IL Partners Executive Director Lauren was quoted extensively in an article headlined “Lake County mental health providers battling staffing shortages linked to low wages, large caseloads and burnout.”

Lauren was featured alongside coalition partners Janelle Moravek of Youth and Family Counseling and Mark Ishaug of Thresholds

Here are key points Lauren shared.

“State reimbursements are a large source of funding for community mental health services, but reimbursement rates lag behind the consumer price index (CPI), and fail to cover the full cost of service, said Lauren Wright, executive director of Illinois Partners for Human Services.

“There is a structural and systemic inequity piece that connects directly to the way our society, and specifically in our experience the state of Illinois, values these kinds of services,” Wright said.

Illinois pays some of the lowest rates in the country for Medicaid Managed Care reimbursement systems for mental health services, according to a 2021 reimbursement rate study by Illinois Partners for Human Services.

Of the mental health services assessed by the study, 90% would need reimbursement rate increases of between 10% and 20% to align with the 2021 consumer price index.

“When you think about building a road, which is a public good, the state contracts with some construction company to build the road,” Wright said. “That construction company is not holding a bake sale to cover the remaining cost of what it takes for their workers to build that road.
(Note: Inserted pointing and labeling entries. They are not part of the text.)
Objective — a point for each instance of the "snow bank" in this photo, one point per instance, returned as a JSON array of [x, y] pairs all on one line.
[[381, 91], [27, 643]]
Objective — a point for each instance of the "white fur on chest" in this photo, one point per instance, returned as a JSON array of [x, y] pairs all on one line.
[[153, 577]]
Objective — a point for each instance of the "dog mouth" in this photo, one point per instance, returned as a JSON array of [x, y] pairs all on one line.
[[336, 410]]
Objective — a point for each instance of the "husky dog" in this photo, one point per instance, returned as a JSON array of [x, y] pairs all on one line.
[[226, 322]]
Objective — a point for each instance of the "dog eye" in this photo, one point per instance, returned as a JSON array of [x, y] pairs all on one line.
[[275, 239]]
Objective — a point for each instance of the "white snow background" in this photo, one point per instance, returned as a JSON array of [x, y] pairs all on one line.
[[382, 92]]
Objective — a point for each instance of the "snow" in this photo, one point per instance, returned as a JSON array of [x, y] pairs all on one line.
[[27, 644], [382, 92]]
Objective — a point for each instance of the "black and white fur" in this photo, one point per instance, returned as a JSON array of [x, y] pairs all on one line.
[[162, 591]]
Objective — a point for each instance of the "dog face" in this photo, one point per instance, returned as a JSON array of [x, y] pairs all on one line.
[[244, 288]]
They get a fair contract that the state covers the actual cost of doing those services.

“If the state was valuing (mental health services) in that way, then they would have contracts that actually cover the full cost of delivering those services,” she continued. “This is the perpetual bind that folks are in now.”

Reimbursements from the state rarely cover the full cost of service, Wright said, and are not allowed to cover non-direct service costs, such as transportation, front and back office expenses, administrative costs associated with billing and more.

“Ultimately, in the end, having good wages and having good benefits requires substantial investment and flexibility from the state when it comes to valuing these services with community-based providers,” Wright said.”